I’ll explore the secular rally and the budding bear market in bonds from a EWP perspective below. There are plenty of the insightful discussions involving economic fundamentals, policy and bond market technicals in the public domain.
A Long Term Perspective
Chart 1 presents three credible wave structures in the 30-year bond price, all of which point to an end to the bond mania in late 2008. There are two ways to count the secular bull market in bonds as being corrective and one way to count it as a completed impulse wave.
[Black- a large generic corrective wave] If one simply counts the number of higher highs and higher lows since the 1981 low in bond prices, one would arrive at 11 waves without having to bother with the exact labeling of this structure. Conveniently, 11 waves represent a corrective structure according to EWP. I have identified the structure for each segment of these 11 waves in Chart 1.
[Blue- a triple three ending with a diagonal triangle] The labeling for this count in Chart 1 is self-explanatory. Note the alternation between the two [X] waves, the first one being a flat and the other one being a zigzag. The implication of an ending diagonal is a sharp sell-off to the base of the ED, around $75 in this case. So expect bond prices to be cut in half if this is the case.
[Green- a completed impulse wave, ending with a diagonal triangle] The labeling for this count in Chart 1 is self-explanatory. Note the alternation between wave (2) and wave (4), with wave (2) being a zigzag and wave (4) being a triangle. Under this count, wave (5) is the ending diagonal, which implies a sharp sell-off to the base of the ED, around $75 in this case. So expect bond prices to be cut in half if this is the case as well.
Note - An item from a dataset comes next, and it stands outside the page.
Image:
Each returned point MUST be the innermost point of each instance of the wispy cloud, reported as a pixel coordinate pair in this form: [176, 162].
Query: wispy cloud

Near Term Outlook – close to a turn
I’ll focus on the 10Y note yield regarding near term outlook, despite the fact that it belongs to the most “structurally manipulated” area by the N-th QE. The choice is a challenging one but relevant at the same time.
On the 10Y note yield, Chart 2 shows that the sell-off between late 2008 and Q2/2010 is a decent five-wave structure, and the subsequent rally is best counted as a zigzag (A)-(B)-(C) correction. The market is likely approaching the end of this correction – note that (C)=(A) at about 2.5% for the 10Y and the next potential turn date is within two weeks.
Chart 3 and Chart 4 zoom in on the daily and hourly wave structures to support the notion that an end to the rally is in sight. If wave  of 5 of (C) does not extend (which is a lower likelihood scenario), the bottom in yield is already in.